Armağan Hanım, ülkede olup biten tatsız olaylara karşı insanların, ruhsal dengelerini korumaktan başka bir şey yapamadığına dikkat çekiyor. Terör olayları ve depremin, sağlıklı ruh hali olan insanların bile dengesini bozduğunu hatırlatırken, psikolojisi bozuk kişilerin durumunun daha vahim olduğunu dile getiriyor.
İnsanların bir anlık öfkesini, yoğun gelecek kaygısına bağlıyor Psikolog Adanar...
Ayrıca diyor ki:
“Vatandaşın bırakın yarına ait kaygılarını, bugün kaygısı bile dayanılmaz boyutta. Evine ekmek götürüp götürememe derdinde. Eve giderken, yanında bir bombanın patlamayacağını kim garanti edebilir?”

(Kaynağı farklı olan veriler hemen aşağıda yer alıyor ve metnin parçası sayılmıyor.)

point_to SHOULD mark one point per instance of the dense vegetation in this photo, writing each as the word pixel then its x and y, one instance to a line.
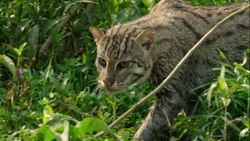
pixel 48 79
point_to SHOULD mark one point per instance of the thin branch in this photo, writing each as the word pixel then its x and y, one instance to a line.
pixel 117 121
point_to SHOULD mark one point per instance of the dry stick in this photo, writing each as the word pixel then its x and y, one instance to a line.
pixel 117 121
pixel 48 42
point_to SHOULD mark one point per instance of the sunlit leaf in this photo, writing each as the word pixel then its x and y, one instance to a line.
pixel 46 111
pixel 209 93
pixel 9 64
pixel 33 39
pixel 90 124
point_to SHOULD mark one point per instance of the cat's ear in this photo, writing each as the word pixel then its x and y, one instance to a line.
pixel 146 38
pixel 97 33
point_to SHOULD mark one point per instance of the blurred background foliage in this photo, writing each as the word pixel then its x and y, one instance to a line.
pixel 48 78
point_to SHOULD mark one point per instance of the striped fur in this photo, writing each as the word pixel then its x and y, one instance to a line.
pixel 153 45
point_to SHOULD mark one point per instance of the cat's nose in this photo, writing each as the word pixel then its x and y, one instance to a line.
pixel 108 82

Psikolog Adanar, “Peki, ne yapmak lazım?” sorusunun cevabını da şöyle veriyor:
“İnsanlar, kendilerini güvende hissetmiyor. Nedenli nedensiz, öfke patlamaları yaşıyor. Toplum, tek tek işte bu sağlıksız bireylerden oluşuyor. Toplum sağlığımız bozuk. Adam suç işliyor, hapse atılıyor ama rehabilitasyon sürecinden geçirilmiyor. Devletin, acilen Toplum Ruh Sağlığı Merkezlerini devreye sokması gerekiyor. Aksi halde toplumdaki şiddet daha da artacak.”